2. We used two restriction enzymes, Salt and KpnI (from Biolabs), to enzymatize this sequence with the pRSFDuet-1 plasmid.

3. We used T₄ DNA ligase (from Vazyme) to ligate the RBS-GFP gene after enzymatic cleavage with the pRSFDuet-1 plasmid.

4. We transferred the pRSFDuet-1-RBS-GFP into E.coli DH5α using the thermal recovery method, and conducted colony PCR and sanger sequencing. The sanger sequencing indicated that the ligation was unsuccessful.

September Week 12 (9.15-9.21)

This week, we replaced the ligase for the construction of the vector pRSFDuet-1-RBS-GFP and performed the expression verification of the pCDFDuet-1-PadC4-BphO-YhjH-MrkH vector.

1. We reused the 5min Universal Ligation Mix (from Vazyme) to ligate the digested RBS-GFP gene and the pRSFDuet-1 plasmid.

2. We transferred the pRSFDuet-1-RBS-GFP into E.coli DH5α using the thermal recovery method, and conducted colony PCR and sanger sequencing. The sanger sequencing indicated that the ligation was successful.

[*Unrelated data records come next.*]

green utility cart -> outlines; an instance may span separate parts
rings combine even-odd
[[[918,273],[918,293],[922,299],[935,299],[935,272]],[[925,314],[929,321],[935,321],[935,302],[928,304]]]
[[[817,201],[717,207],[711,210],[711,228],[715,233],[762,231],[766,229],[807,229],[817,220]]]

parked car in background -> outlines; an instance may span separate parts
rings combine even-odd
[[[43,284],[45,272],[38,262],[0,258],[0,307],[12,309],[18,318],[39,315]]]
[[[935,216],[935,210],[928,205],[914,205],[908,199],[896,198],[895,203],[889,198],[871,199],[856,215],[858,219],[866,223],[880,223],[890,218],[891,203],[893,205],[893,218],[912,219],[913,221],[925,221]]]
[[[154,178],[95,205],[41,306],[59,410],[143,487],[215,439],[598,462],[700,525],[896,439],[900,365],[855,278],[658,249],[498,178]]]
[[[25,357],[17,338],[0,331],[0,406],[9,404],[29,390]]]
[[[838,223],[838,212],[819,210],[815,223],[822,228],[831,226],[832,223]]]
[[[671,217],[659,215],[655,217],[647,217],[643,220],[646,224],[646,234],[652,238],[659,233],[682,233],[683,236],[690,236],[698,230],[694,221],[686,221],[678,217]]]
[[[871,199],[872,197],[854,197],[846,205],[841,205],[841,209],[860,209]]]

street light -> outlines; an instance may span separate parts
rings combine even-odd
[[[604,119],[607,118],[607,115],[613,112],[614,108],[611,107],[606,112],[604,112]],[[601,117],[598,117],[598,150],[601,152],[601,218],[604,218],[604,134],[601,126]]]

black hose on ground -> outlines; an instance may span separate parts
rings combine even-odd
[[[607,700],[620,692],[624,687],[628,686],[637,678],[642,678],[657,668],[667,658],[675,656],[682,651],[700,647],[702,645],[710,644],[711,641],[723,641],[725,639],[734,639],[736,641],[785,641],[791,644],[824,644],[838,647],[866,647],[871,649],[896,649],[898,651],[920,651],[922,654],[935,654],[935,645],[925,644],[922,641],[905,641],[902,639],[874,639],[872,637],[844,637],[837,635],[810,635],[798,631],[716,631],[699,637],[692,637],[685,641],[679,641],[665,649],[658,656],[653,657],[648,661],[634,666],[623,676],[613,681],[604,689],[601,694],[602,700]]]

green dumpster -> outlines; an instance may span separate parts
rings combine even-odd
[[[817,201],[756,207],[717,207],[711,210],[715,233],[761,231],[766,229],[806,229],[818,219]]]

3. We used the thermal recovery method to transfer the pCDFDuet-1-PadC4-BphO vector into E.coli BL21 (DE3).

4. We conducted a Western Blot experiment for the fourth time on E. coli BL21(DE3) harboring the pCDFDuet-1-PadC4-BphO vector, and verified that the BphO protein was correctly expressed, while the expression of PadC4 proteins remained undetectable ultimately.

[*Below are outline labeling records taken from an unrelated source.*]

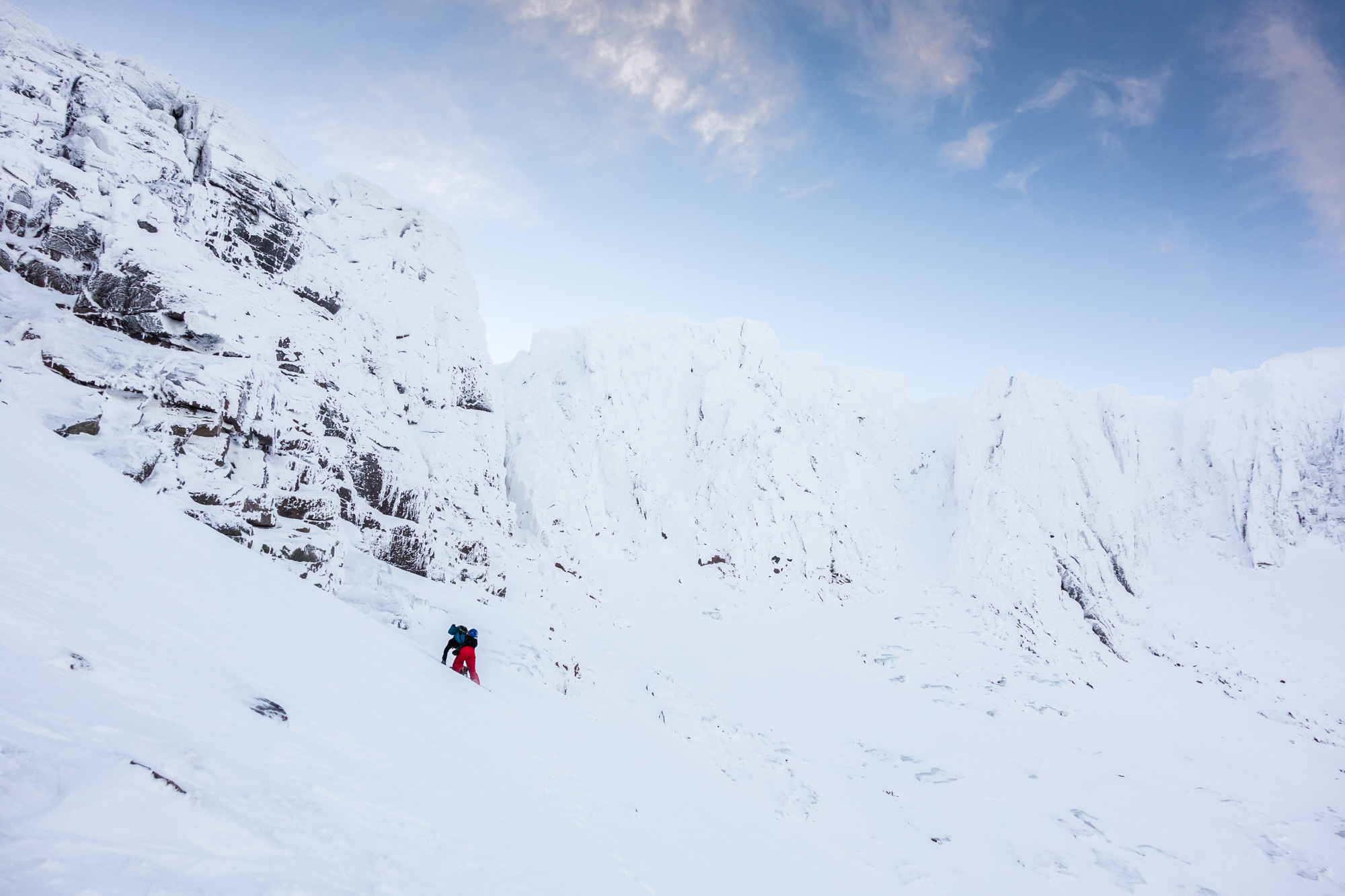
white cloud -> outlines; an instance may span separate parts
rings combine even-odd
[[[1115,96],[1099,89],[1093,97],[1093,114],[1099,118],[1120,118],[1131,128],[1150,125],[1163,105],[1163,86],[1171,71],[1163,69],[1149,78],[1108,78]]]
[[[1251,152],[1275,153],[1323,231],[1345,254],[1345,86],[1322,46],[1294,20],[1254,12],[1231,42],[1235,63],[1266,89],[1243,104],[1259,132]]]
[[[787,78],[714,0],[495,0],[581,78],[636,104],[650,126],[685,129],[755,174],[788,106]]]
[[[1006,171],[995,186],[1001,190],[1017,190],[1018,192],[1028,195],[1028,178],[1037,174],[1041,165],[1029,165],[1024,171]]]
[[[998,124],[987,121],[968,129],[963,140],[943,144],[939,149],[943,163],[952,168],[983,168],[986,156],[995,145],[993,135],[998,126]]]
[[[1080,85],[1093,85],[1092,114],[1099,118],[1119,118],[1132,128],[1150,125],[1163,105],[1163,87],[1171,71],[1163,69],[1147,78],[1115,77],[1087,69],[1069,69],[1040,94],[1028,100],[1017,112],[1054,109]]]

September Week 13 (9.22-9.28)

This week, we carried out the construction work of pRSFDuet-1-PmrkA-RBS-AcGFP1 vector.

1. We designed PCR primers targeting the PmrkA promoter and successfully amplified and purified this DNA fragment.

2. We used two restriction enzymes, SalI and MluI (from Biolabs), to enzymatize this sequence with the pRSFDuet-1-RBS-AcGFP1 plasmid.

3. We used the 5min Universal Ligation Mix (from Vazyme) to ligate the digested RBS-AcGFP1 gene with the pRSFDuet-1 plasmid.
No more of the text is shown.